To Bianca and others tounting the virtues of NASA as state enterprise in space exploration: from it's inception, NASA has heavily relied upon the commercial sector in developing ALL of its major space programs, be it Pioneer, Mercury, Apollo, Voyager, Space Shuttle, Hubble,...you name it. Without substantial participation of private companies none of these would have been successful, because of cost reasons. There is competition on specifications AND price whenever a request for tender has been is launched by NASA. The true problem lies with project risk management on both the commercial as well as the public side, and in this respect both have usually had successes and failures. It is just the nature of things when something new is created that nobody knows the eventual outcome beforehand. That the commercial sector is vastly superior, though clearly not perfect, in meeting deadlines, driving effieciency up and thus keeping costs down, has been proven time after time. This is why, e.g., the "capitalist" automobile indutry thrives despite the crises while the state-owned or state-controlled (in terms of being prevented from radical measures that are neccesary to make them competitive) Russian manufacturers are just ailing and "surviving" on public subsidies. The same holds for all other industry sectors, most notably those involved in high-tech, where the market and competition rules.
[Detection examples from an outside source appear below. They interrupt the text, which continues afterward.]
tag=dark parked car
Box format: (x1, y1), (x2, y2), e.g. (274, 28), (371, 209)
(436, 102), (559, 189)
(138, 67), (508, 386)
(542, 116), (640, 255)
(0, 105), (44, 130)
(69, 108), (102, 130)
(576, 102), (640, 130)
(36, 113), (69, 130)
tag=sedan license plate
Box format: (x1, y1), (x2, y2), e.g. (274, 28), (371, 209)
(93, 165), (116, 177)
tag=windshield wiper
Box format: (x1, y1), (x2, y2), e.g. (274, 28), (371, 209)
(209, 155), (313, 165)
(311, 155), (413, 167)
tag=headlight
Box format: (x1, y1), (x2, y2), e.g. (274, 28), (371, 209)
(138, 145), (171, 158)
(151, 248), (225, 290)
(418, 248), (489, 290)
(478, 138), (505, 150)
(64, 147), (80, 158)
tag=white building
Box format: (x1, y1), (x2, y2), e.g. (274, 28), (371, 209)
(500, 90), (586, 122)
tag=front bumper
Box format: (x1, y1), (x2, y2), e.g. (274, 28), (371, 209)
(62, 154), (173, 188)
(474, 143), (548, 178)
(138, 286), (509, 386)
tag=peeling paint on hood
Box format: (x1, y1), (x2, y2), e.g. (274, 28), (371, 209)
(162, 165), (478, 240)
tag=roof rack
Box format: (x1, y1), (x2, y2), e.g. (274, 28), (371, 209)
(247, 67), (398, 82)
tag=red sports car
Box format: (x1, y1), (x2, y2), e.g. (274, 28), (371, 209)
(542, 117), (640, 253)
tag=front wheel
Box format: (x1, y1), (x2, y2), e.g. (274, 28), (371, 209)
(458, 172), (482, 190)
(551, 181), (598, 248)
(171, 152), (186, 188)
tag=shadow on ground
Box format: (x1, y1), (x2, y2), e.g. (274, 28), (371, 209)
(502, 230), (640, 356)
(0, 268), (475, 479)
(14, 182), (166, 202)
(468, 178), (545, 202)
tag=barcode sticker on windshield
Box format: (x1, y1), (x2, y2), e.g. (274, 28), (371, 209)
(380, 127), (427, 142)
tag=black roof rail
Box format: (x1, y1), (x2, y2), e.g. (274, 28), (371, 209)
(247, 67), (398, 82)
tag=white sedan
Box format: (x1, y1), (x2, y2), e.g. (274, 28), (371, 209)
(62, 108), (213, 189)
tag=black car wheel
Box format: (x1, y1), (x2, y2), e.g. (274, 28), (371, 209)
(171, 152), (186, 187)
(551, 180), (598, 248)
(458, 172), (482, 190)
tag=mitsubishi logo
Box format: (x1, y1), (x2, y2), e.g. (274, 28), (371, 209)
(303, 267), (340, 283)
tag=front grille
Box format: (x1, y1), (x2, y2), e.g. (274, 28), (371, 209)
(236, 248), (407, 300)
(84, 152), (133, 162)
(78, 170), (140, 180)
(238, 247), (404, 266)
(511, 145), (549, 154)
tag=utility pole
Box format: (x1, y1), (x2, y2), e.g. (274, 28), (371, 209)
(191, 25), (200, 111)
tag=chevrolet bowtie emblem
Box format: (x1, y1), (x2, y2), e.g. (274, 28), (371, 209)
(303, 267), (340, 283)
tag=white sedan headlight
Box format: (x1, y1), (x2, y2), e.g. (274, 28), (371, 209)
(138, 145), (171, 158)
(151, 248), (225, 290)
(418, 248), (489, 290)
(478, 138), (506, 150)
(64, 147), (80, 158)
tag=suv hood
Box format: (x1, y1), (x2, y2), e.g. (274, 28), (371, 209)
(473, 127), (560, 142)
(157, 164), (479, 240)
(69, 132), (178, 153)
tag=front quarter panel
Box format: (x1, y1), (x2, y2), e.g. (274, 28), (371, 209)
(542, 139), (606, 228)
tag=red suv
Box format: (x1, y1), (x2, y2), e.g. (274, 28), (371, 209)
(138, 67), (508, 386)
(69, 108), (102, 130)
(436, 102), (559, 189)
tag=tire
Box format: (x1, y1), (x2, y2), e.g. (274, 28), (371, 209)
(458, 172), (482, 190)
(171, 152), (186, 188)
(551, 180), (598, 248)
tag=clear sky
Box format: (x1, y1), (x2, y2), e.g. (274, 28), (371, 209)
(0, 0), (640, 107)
Hence the question is not one of the general approach (public versus private), but of the instruments and methods how to achieve success, namely transparency, openness and pragmatism. In these respects the past and current model of NASA's space programs has certainly room for improvement, in terms of preventing it from ideologically based decisions ("do we really need man on Mars?"), moving targets (ever-changing program specifications that drive costs up) and corruption (lack of intransparency in the dealings between NASA and the privatze sector).